John Huston effectue une véritable prouesse puisqu’il part d’ouvrages purement théorique de Freud (notamment Trois essais sur la théorie sexuelle paru en 1905) pour construire un suspense intellectuel et dramatique autour de ses avancées. Les ambiances inquiétantes, oppressantes et parfois hallucinées qui se dégagent du film rejoignent finalement l’usage marqué de la psychanalyse que firent les studios hollywoodiens dans des genres comme le film noir, prétexte à nombre d’expérimentations formelles, un des exemple les plus fameux étant la scène de rêve de La Maison du Docteur Edwardes d’Alfred Hitchcock. Si l’hypnose suffit à faire ressortir et résoudre les traumas les plus évidents, ceux très enfouis et tendancieux seront plus ardus. Le film captive en montrant Freud tâtonner car pour avancer, il devra autant se mettre à nu que ses patients (au contraire de son supérieur Meynart (Eric Portman) dans le déni de sa propre névrose). Il sera ainsi comme effrayer par les territoires qu’il côtoie quand il traitera Carl von Schloessen (David McCallum) dont il découvre les élans meurtriers envers son père, écho d’une jalousie issue d’un amour incestueux pour sa mère. La morale le rattrape ainsi et éveille des refoulements sombres de son inconscient qu’il va devoir surmonter pour ses travaux.
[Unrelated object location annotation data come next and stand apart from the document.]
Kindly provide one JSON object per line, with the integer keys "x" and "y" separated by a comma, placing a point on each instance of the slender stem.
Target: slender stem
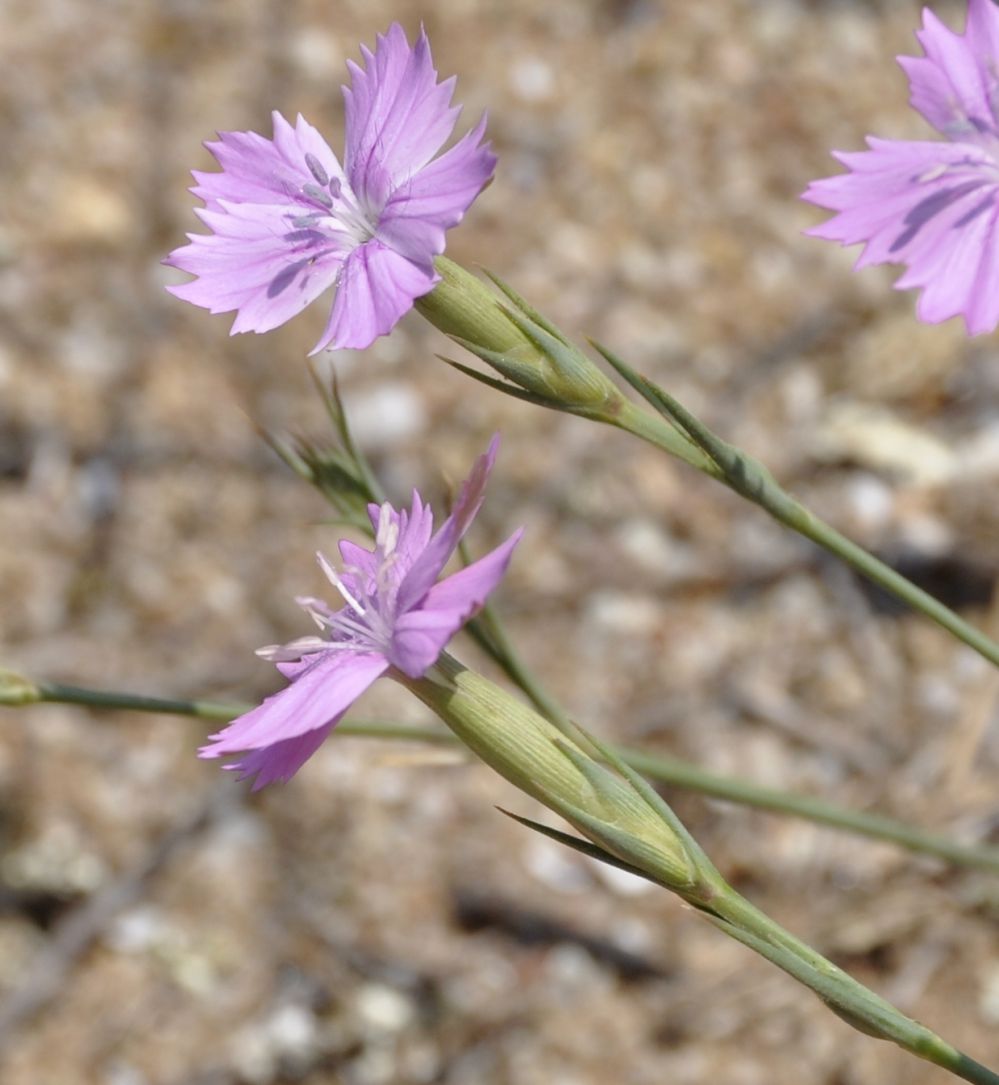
{"x": 856, "y": 1004}
{"x": 681, "y": 774}
{"x": 668, "y": 770}
{"x": 657, "y": 432}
La jeune Cecily (Susannah York) développe nombres de syndromes physiologiques (perte de vue, impossibilité de marcher) qui découle de différentes failles de son inconscient. Huston use d’une imagerie et de ressorts dramatiques de thriller (les joutes verbales des thérapies lorgnant parfois sur l’interrogatoire) pour faire naître une tension psychologique dont l’enjeu est la fois un défi intellectuel et émotionnel. Le cheminement est fascinant dans le côté laborieux, hasardeux et méthodique avec lequel Freud traverse les strates du monde intérieur et des souvenirs de Cecily. On pense au traumatisant flashback où elle revit la mort de son père, en en déformant le cadre et les circonstances, Huston altérant et revisitant le souvenir dans une étrangeté qui traduit le ressenti des songes les plus tortueux. Il en va de même dans les traumas tout aussi complexes à dénouer de Freud lui-même où Huston invente des séquences surréalistes, baroques et expérimentales qui contiennent dans leurs motifs subtils toutes les clés du mystère à résoudre. 
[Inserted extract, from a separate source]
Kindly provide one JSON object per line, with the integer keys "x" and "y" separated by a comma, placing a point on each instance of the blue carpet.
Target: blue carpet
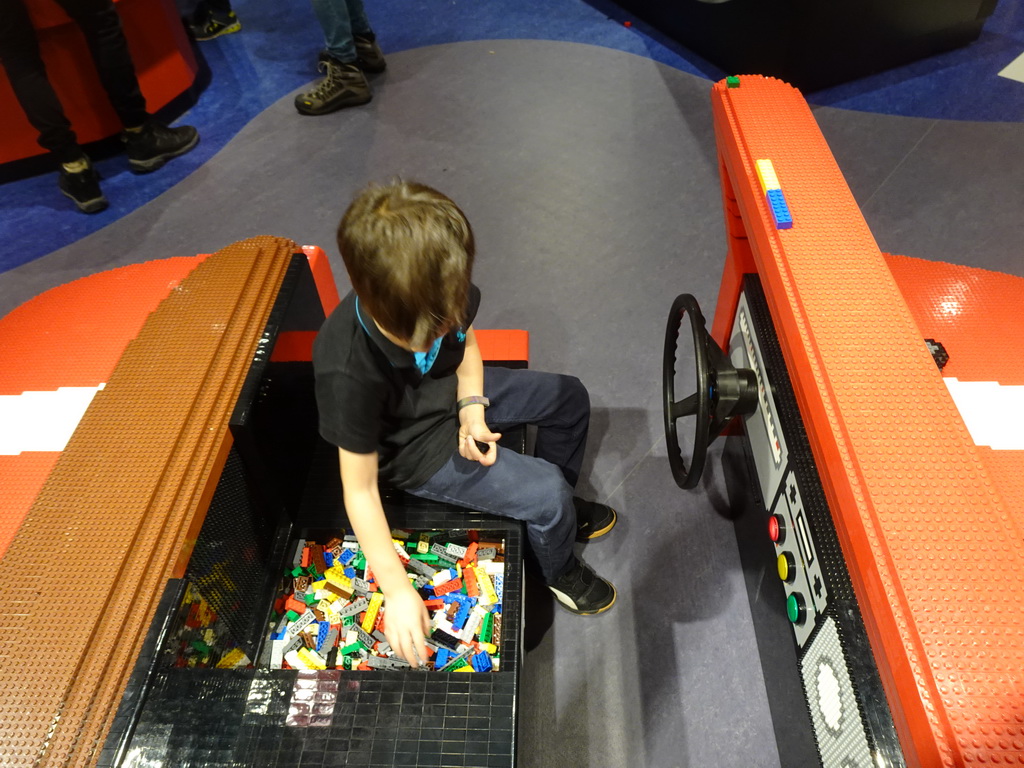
{"x": 274, "y": 54}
Les monologues intérieurs chargés de doutes et les interprétations erronées accompagnent tout le cheminement semés de doutes de Freud, où l’on voit se construire toute la méthodologie de la psychanalyse. Ainsi passé les spectaculaires scènes d’hypnose, c’est par le seul dialogue et ce qui s’en dégage dans l’attitude (Cecily tombant dans une forme de passion amoureuse pour tous ses médecins) ou les lapsus que se forge la manière d’interpeller le patient, de se positionner face à lui (la fameuse posture du psychanalyste installé derrière le patient faisant ses confidences arrivant avec un naturel parfait). Tout cela nous conduit de manière exemplaire vers des territoires audacieux dans le cinéma de l’époque en évoquant explicitement la sexualité infantile, le complexe d’Œdipe et en illustrant le choc d’une telle approche dans la médecine d’alors. D’un point de vue actuel, même si ces termes sont entrés dans le langage courant, on imagine mal avec les sordides faits divers des dernières années le thème abordé aussi frontalement (et pour preuve le A Dangerous Method de David Cronenberg (2011) n’en parle pas).
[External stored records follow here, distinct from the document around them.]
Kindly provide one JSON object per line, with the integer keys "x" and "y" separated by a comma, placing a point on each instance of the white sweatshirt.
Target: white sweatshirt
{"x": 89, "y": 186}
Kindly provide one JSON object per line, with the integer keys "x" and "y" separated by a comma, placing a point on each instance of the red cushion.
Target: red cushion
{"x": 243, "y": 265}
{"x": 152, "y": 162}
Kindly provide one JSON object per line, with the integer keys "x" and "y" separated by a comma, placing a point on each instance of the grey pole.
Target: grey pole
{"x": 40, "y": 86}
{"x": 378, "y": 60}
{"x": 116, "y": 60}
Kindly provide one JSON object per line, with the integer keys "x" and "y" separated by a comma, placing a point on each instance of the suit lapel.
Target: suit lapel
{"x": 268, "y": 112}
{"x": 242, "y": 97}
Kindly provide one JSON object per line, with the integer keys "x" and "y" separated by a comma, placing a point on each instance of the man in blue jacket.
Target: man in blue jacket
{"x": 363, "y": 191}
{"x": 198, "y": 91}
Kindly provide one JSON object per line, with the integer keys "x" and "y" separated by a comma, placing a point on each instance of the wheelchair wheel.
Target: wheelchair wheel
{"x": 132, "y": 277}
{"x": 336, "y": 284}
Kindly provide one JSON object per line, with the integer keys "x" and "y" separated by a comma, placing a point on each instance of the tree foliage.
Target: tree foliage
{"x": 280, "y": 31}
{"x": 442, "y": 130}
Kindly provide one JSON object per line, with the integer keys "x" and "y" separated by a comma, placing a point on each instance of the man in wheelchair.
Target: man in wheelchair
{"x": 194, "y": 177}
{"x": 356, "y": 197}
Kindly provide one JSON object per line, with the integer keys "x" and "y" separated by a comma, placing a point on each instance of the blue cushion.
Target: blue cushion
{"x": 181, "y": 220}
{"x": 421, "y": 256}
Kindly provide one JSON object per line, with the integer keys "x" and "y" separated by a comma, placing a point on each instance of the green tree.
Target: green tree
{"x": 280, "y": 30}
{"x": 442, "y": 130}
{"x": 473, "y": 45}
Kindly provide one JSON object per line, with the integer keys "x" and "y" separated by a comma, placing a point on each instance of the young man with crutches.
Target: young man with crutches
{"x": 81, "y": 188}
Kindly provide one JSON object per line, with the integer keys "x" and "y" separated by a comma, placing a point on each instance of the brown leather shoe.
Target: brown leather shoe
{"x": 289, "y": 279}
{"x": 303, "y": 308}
Montgomery Clift impose toute sa personnalité torturée dans son interprétation fascinante même si la relation fut compliquée avec John Huston (malgré une première collaboration dans Les Désaxés (1961)). L’alchimie avec Susannah York est parfaite, créant ce cocon de proximité et de confiance qui fait défaut aux premières scènes où Charcot traite ses malades comme de purs outils d’illustration de ses théories. C’est donc une des plus belles réussites de John Huston, capable de s’attaquer aux matériaux les plus complexes pour en donner un spectacle riche et passionnant.